Will consumer anger drive down inflation?
Photo: RetailWire

Will consumer anger drive down inflation?

Consumers are fed up with escalating inflation, prompting some companies to restrain their price hikes to offset cost pressures.

Conagra Brands saw volume decline 8.4 percent in its latest quarter ended Nov. 27 due to consumers’ resistance to higher prices. On Conagra’s analyst call last week, Dave Marberger, CFO, said previously communicated pricing actions will become effective in the current quarter but the “magnitude of these pricing actions will be smaller and more targeted than previous pricing actions.”

Constellation Brands, the parent of Corona and Modelo, similarly said its pricing actions will be “more muted” in its current fiscal year after recent hikes slowed demand.
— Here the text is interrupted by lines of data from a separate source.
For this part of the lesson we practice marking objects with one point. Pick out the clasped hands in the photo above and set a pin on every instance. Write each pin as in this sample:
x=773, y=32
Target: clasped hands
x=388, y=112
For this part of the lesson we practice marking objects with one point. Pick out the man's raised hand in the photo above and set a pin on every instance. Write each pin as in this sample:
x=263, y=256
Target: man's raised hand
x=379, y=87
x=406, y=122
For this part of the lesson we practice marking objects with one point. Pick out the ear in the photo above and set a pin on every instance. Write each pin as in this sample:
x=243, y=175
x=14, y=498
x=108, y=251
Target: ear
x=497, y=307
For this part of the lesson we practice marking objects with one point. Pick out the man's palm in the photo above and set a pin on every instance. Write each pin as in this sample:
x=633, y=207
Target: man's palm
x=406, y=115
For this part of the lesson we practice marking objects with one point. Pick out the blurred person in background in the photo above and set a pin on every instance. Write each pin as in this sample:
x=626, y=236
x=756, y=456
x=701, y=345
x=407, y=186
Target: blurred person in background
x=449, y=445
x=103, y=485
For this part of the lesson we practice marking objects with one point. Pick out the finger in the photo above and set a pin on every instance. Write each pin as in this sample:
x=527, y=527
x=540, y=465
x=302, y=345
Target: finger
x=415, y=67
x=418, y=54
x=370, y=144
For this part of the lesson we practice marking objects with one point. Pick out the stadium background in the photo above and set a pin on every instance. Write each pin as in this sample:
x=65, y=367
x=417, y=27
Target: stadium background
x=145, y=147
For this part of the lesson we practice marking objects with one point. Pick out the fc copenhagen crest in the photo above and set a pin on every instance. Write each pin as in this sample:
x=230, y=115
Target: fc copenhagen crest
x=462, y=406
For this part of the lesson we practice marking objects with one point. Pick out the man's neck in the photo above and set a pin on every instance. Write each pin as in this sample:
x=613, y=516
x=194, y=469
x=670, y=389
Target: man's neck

Constellation CEO Bill Newlands said on a quarterly call last week consumers are “overly sensitive to pricing actions” and that the company needs “to be careful in balancing our growth profile and our pricing profile.”

Reports began arriving last summer that stores were pushing back on supplier price increases as sales began slowing amid four decade-high inflation rates.

Pricing negotiations appear to have become combative. Tesco’s chairman John Allan told the BBC last week, “We have a team who can look at the composition of food, costs of commodities, and work out whether or not these cost increases are legitimate.”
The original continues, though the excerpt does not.